Rudolf's army soon realized its mistake and pursued Henry. They caught his forces on the western bank of the Elster near Hohenmölsen. While Henry's Bavarian contingent may have joined the king, the contingents from Bohemia and Meissen were still on the far bank. Henry retreated to a swampy valley called Gruna.

==Battle==
Rudolf decided to attack before Henry's reinforcement would arrive. The battle began with knights from both armies trading insults. Henry was initially protected from Rudolf's army by the swampy ground. Nearby was the bridge over the Elster to the town of Zeitz. The bridge was being held against Henry, probably by the townsmen. To meet up with his other forces, Henry would either have to force the bridge or build his own crossing.

Meanwhile, Rudolf wanted to prevent Henry's escape.
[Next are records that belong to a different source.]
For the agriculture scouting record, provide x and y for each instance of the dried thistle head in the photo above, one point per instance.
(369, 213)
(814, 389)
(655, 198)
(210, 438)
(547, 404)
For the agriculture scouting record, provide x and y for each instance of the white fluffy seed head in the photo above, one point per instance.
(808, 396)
The long pursuit had weakened the cavalry. Rudolf ordered the knights with tired horses to dismount and strengthen the infantry. The Saxon commander Otto of Nordheim led these forces on a direct assault across the swampy Gruna. Meanwhile, the remains of Rudolf's knights attempted to circle the swamp. While Henry and Rudolf's knights fought on the periphery of the swamp, Otto was able to force his way through Henry's screening force and broke into Henry's camp. Otto retained control of his force and prevented them from plundering the camp. Otto's force then fell on the remains of Henry's army engaged with the rest of Rudolf's forces.

Henry's army broke. Many of his warriors drowned in the Elster. The king was able to escape southwards, where he was brought to safety by the approaching Bohemian forces.

==Aftermath==
Although a military defeat for Henry, Rudolf was fatally wounded when one of Henry's knights cut off his right hand and stabbed his belly with his sword. Rudolf died of his wounds the next day and his body was laid out in Merseburg Cathedral, where the severed hand is still kept. With Rudolf no longer a threat, the rebellion had lost its focus. Henry conquered and demolished the remaining fortresses of Rudolf's troops. He declared the loss of Rudolf's Schwurhand, a judgement of God, further weakening the support of the prince's rebellion.